По такому же рецепту поступали несколько десятилетий спустя во Франции. Руссо писал о воспитательной роли романа:
"Радость охватывает меня при мысли, что двое супругов, которые вместе прочтут этот роман, почерпнут в нем новое мужество, чтобы освежиться после совместных работ, и что перед ними раскроются новые перспективы, как целесообразней использовать плоды своих трудов. Ужели их взоры будут с восторгом покоиться на картине счастливого домашнего быта, а в их душе не возникнет желание подражать такому привлекательному образцу? Ужели очарование счастливого брака тронет их, а они, даже если сошлись не по любви, не почувствуют потребности более тесного и сердечного общения?"
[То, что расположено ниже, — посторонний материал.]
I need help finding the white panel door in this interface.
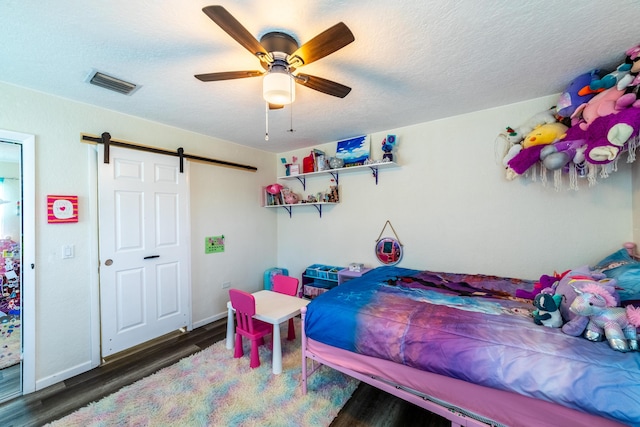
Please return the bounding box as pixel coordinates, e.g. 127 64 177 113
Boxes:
98 146 190 357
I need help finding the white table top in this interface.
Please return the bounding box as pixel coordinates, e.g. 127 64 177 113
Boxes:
226 290 309 374
251 290 309 324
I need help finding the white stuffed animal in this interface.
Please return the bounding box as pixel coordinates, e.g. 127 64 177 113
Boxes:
505 109 558 144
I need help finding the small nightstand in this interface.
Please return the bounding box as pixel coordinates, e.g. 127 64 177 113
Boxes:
302 264 344 299
338 267 372 285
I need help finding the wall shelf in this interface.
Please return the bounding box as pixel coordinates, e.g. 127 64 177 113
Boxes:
264 202 338 218
264 161 398 219
278 161 399 190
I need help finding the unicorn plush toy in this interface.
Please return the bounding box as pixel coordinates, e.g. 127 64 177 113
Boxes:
570 282 640 352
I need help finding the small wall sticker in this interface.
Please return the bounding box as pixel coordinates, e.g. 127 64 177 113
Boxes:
205 235 225 254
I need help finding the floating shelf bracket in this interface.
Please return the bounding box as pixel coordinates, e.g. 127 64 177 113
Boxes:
369 166 380 184
328 171 339 185
294 176 307 190
281 206 292 218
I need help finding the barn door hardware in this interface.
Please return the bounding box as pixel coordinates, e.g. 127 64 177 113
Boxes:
81 132 257 173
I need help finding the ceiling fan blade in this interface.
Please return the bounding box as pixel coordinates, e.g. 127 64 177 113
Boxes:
296 73 352 98
269 103 284 110
289 22 354 66
202 6 268 58
195 70 263 81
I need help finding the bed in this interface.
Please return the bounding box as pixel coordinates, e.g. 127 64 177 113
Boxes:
300 261 640 427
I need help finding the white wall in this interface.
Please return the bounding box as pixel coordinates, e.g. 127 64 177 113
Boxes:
0 82 277 388
277 95 633 281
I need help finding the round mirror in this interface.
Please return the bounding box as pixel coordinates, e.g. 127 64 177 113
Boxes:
375 237 403 265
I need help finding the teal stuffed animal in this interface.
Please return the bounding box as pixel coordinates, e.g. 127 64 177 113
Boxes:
533 293 563 327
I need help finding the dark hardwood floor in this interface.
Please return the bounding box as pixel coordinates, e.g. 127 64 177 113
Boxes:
330 383 449 427
0 319 448 427
0 364 21 403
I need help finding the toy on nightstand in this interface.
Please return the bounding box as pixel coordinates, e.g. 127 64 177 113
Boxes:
349 263 364 272
381 135 397 162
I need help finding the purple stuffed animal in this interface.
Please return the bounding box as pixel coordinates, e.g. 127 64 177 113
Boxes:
556 69 601 118
552 268 612 337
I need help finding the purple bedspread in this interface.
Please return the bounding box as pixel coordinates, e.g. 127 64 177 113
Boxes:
304 266 640 426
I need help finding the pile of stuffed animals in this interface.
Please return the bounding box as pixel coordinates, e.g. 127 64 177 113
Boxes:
499 44 640 190
519 267 640 352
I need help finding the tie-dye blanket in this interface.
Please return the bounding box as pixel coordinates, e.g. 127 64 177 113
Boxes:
304 266 640 425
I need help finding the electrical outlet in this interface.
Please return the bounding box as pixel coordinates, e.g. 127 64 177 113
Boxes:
222 281 231 289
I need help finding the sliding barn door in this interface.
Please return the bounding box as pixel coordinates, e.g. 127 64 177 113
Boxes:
98 146 191 357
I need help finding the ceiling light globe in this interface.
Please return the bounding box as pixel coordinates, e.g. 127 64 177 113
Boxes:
263 71 295 105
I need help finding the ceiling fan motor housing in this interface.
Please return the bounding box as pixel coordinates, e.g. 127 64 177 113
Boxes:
260 32 299 56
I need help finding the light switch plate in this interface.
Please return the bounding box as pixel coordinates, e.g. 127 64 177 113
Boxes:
62 244 75 259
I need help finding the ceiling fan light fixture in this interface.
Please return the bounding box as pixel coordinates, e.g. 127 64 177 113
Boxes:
263 66 295 105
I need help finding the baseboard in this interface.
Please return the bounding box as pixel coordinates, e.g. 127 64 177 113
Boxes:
192 311 226 329
36 360 94 391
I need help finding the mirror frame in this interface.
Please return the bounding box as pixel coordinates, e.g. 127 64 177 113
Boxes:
375 237 403 266
0 129 35 394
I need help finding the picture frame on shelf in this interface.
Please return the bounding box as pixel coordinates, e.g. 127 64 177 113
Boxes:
336 135 370 167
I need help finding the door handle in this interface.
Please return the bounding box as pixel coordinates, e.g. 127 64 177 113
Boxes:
144 255 160 260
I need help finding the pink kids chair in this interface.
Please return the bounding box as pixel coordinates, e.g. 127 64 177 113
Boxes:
229 289 272 368
272 274 300 341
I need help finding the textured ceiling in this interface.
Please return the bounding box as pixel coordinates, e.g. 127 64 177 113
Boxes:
2 0 640 153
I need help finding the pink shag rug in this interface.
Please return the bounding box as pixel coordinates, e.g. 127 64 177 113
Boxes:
48 320 359 426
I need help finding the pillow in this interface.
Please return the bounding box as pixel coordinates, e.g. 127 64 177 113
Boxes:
593 249 640 302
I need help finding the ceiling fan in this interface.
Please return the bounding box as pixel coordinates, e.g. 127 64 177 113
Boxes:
195 5 355 109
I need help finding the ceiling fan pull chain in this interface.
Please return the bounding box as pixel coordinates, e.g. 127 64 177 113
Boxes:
289 77 295 133
289 103 293 132
265 101 269 141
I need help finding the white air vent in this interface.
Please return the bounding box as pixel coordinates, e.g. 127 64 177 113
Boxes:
86 70 140 95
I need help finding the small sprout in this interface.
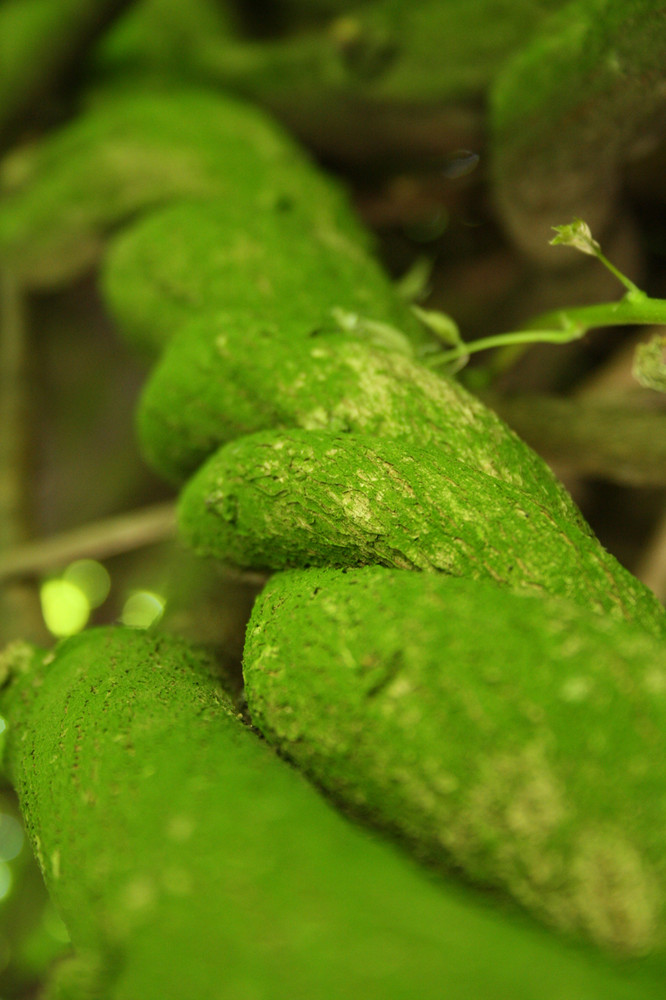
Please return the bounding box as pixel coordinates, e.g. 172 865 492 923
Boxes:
550 218 601 257
633 333 666 393
551 218 643 297
395 257 432 303
412 306 468 372
330 308 413 356
411 305 463 349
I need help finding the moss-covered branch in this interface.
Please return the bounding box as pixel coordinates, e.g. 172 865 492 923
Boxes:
0 15 665 996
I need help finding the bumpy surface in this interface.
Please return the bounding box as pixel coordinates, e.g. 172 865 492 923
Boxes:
1 41 666 997
0 87 360 294
244 568 666 956
179 427 666 637
3 628 656 1000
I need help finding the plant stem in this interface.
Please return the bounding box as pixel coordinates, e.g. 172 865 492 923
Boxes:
428 325 585 367
525 295 666 333
0 502 177 585
0 268 27 552
429 294 666 368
Точно так же поступали и в Германии. Буржуазное самосознание нашло в лице Лессинга своего носителя и проповедника. Для Шиллера театр был прежде всего моральным учреждением. Теми же идеями была проникнута и буржуазная живопись. Хогарт, Шарден, Грёз, первые великие представители буржуазной мысли в области пластических искусств, – все воспроизводили хорошие примеры, противопоставляемые ими плохим, исходившим от господствующих классов старого режима.
Из определенной идеи выводила пришедшая к сознанию буржуазия права человека и гражданина. В идее, следовательно, в более высокой нравственности должны были корениться и самые эти права. Привести соответствующие документы в подтверждение этой более высокой нравственности – такова задача, выполненная вышеуказанным образом ее идеологией.
И на этот раз действительность также оказалась сильнее идей, и притом решительно во всех областях. О грубую логику этой весьма роковой действительности очень скоро разбилась если не форма, то содержание этих идей.
Век всеобщего счастья не мог наступить вместе с победой буржуазии потому, что вышедший из распада феодального общества новый буржуазный порядок не упразднил классовых противоположностей, а лишь "поставил на место старых классов новые и взамен старых создал новые условия порабощения и новые формы борьбы".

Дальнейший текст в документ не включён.